Emphasize health and wellness benefits

While you’re engaging with employees, remind and encourage them to take advantage of company benefits that can help them through the pandemic.

Make sure employees use their paid time off to step away from the virtual office for a day or week to recharge. Similarly, promote your company’s Employee Assistance Program (EAP) as many workers may feel loneliness, depression, anxiety, or burnout during this time.

Some employees may worry about missing work due to COVID-19. If you offer group disability insurance, remind employees of this benefit. It can help them replace some of the income they lose if they can’t work due to illness. This can include COVID-19 and a number of other ailments.

If you don’t offer these and other wellness benefits, now may be a good time to upgrade your employee benefits package to help support your workforce. And if you can’t afford to offer the benefits you would like to, take this opportunity to educate your employees on what they can do on their own outside of work. 

For example, consider long term disability insurance. Whether you offer group coverage or not, your employees should understand the value of owning a personal policy. Getting covered is a simple, affordable way your employees can protect their income and improve their financial security. It can be done online from the comfort of their couch.

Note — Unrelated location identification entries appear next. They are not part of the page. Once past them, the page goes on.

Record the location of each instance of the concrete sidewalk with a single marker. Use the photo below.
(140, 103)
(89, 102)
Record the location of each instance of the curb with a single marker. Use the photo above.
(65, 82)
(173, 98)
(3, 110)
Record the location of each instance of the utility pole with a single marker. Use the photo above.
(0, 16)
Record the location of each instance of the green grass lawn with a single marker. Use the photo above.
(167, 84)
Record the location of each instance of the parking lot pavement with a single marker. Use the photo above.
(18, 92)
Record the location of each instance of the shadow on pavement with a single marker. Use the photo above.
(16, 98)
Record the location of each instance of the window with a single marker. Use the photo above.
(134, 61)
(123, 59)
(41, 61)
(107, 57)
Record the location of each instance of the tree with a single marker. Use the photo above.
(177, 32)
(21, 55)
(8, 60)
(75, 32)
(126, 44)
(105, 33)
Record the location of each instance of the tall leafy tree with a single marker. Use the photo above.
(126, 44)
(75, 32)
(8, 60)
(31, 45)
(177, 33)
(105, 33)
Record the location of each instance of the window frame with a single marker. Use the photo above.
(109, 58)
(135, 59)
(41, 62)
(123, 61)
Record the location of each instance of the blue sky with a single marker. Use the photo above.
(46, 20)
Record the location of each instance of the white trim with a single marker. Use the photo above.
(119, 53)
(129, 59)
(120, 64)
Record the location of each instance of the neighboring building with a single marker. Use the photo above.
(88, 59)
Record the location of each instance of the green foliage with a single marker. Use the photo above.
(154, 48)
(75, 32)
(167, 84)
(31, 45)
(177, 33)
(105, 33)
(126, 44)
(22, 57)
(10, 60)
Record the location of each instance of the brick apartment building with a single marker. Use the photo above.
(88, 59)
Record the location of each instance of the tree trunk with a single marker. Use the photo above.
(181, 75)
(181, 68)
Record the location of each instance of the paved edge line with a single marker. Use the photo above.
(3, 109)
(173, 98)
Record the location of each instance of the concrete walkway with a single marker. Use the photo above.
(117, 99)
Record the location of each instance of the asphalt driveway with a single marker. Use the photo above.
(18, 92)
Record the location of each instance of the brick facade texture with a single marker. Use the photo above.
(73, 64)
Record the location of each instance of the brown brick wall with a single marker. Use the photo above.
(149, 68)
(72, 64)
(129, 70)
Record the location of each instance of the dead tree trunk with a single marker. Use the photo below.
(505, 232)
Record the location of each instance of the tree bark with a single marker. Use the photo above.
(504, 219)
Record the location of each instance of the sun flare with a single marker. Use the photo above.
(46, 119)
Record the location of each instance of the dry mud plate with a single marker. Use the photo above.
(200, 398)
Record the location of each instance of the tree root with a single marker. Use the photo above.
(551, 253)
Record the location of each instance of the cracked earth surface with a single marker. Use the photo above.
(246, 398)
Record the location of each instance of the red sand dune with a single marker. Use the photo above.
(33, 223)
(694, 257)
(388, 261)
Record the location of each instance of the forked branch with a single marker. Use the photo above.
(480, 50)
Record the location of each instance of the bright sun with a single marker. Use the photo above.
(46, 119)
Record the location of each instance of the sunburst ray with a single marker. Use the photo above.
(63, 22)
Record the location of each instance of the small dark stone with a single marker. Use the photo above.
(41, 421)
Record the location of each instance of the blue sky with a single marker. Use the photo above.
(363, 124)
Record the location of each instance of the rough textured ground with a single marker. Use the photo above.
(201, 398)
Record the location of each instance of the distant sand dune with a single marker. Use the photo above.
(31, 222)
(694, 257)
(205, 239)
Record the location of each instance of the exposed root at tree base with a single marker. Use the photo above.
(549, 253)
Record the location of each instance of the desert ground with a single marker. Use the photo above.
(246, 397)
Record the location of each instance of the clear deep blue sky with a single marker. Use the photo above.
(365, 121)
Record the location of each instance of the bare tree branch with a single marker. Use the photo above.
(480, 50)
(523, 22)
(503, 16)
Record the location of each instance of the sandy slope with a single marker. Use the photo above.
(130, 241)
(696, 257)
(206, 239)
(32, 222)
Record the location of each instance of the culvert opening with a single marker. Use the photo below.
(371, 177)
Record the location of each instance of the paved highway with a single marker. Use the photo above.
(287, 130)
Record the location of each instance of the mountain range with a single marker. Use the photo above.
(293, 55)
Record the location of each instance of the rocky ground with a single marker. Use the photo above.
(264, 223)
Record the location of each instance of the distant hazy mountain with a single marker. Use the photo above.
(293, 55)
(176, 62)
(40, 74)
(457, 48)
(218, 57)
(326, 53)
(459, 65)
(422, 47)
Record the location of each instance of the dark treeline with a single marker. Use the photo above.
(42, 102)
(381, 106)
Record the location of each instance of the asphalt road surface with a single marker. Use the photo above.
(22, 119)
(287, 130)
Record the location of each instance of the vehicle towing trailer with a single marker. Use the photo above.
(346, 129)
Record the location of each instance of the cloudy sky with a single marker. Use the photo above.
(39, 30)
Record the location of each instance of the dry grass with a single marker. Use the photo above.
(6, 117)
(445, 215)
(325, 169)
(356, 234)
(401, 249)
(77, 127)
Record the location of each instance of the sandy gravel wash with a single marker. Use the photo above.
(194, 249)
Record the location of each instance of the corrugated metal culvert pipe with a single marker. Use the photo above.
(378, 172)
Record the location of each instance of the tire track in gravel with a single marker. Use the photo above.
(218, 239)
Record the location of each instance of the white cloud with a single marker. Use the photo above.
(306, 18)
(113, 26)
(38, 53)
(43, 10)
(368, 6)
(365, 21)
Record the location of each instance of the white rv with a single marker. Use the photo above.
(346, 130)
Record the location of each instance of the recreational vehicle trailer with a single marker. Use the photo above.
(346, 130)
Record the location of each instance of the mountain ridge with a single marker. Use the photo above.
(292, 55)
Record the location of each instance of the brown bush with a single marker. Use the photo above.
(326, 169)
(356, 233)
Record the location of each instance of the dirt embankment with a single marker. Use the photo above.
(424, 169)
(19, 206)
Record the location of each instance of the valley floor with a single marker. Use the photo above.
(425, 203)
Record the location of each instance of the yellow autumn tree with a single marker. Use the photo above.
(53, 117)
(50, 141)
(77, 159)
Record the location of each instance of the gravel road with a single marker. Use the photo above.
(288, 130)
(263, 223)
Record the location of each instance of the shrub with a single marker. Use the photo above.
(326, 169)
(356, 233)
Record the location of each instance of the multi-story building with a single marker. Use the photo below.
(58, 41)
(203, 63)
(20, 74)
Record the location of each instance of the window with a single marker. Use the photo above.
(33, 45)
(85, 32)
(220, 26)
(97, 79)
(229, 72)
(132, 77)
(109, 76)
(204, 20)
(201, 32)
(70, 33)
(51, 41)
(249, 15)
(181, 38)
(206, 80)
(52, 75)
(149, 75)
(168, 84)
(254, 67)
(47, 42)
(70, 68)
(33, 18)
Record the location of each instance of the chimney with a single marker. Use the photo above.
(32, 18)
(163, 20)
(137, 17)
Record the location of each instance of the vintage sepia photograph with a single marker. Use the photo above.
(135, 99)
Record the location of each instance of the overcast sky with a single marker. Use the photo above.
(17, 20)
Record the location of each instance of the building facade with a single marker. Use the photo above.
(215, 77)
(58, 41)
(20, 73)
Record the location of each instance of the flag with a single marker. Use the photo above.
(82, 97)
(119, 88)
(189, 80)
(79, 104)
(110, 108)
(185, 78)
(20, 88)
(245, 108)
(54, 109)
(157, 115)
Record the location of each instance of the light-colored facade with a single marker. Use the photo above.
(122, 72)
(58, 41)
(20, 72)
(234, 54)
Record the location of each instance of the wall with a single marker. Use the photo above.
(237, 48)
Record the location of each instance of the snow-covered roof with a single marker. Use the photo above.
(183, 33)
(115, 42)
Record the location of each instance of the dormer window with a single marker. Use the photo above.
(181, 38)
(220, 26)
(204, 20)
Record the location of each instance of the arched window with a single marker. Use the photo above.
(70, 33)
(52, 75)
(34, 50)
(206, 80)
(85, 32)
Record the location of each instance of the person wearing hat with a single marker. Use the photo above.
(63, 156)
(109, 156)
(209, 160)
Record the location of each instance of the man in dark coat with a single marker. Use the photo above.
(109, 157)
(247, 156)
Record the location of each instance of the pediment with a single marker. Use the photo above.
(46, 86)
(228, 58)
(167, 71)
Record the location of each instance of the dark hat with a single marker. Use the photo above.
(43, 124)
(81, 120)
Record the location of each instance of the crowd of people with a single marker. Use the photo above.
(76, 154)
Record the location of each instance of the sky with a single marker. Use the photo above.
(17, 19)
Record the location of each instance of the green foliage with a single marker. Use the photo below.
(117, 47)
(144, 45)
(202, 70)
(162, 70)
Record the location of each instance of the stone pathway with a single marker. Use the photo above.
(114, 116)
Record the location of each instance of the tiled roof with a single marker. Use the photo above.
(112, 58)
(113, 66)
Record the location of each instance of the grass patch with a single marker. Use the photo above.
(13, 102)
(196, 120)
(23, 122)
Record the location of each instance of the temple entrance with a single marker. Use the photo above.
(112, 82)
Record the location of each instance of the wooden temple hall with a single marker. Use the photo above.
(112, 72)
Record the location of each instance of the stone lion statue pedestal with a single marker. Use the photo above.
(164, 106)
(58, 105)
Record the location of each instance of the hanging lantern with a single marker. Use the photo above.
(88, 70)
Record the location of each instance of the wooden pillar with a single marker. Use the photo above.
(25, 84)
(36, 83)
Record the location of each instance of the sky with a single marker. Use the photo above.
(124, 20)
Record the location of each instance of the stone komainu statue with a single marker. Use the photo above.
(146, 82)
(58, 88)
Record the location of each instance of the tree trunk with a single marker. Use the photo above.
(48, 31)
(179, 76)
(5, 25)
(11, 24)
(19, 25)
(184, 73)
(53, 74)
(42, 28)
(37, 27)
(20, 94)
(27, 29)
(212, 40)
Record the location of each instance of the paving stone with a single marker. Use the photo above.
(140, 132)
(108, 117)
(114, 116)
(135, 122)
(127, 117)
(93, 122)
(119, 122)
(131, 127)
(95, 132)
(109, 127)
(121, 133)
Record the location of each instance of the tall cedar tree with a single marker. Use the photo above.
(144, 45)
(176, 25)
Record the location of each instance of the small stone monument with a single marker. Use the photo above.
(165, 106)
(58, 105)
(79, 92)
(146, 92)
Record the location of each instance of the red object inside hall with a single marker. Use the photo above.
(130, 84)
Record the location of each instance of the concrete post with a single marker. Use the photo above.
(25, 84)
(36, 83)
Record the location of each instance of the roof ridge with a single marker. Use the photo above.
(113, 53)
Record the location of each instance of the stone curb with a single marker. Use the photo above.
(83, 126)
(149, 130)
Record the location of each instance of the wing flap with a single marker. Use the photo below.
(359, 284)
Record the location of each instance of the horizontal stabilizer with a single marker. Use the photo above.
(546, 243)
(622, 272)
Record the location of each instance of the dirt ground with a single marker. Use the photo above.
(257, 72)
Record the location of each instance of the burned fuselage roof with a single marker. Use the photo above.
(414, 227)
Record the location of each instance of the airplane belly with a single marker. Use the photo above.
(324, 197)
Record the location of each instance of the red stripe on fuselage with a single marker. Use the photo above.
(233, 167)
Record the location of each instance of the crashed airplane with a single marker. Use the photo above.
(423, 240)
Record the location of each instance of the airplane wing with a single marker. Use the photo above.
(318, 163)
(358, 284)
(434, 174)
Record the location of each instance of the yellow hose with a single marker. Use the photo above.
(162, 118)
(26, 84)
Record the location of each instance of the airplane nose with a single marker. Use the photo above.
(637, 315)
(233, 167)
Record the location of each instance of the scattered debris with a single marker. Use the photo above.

Don’t forget to have some fun

Your employees need to smile. Find creative ways to get co-workers interacting with each other that don’t necessarily involve work.

Conduct a survey to figure out the best and worst parts of working from home or the most binge-worthy shows to stream right now. Or ask employees to share photos or videos of their at-home workspaces, work-from-home attire, their pets, or their favorite quarantine activity. You can even have a contest and have workers vote on the submissions.

Encourage your team to practice moderation in consuming social media and news coverage. While staying up-to-date with the latest pandemic news is of the utmost importance, information overload can cause unnecessary stress. Have a forum where co-workers can share books, TV shows, and movies they are currently into and that can help them unwind.

Schedule a recurring weekly video meeting with your team and talk about anything except work. Treat it like you would a team lunch or happy hour gathering. This will give them something to look forward to each week.

Final thoughts

Some employees may be able to carry on as normal during these uncertain times. Many others won’t.

To help all your workers through this period, acknowledge that everybody has their own unique circumstances, provide as much normalcy as possible, and create positive diversions to make work enjoyable.

At the end of the day, it’s the thought that counts.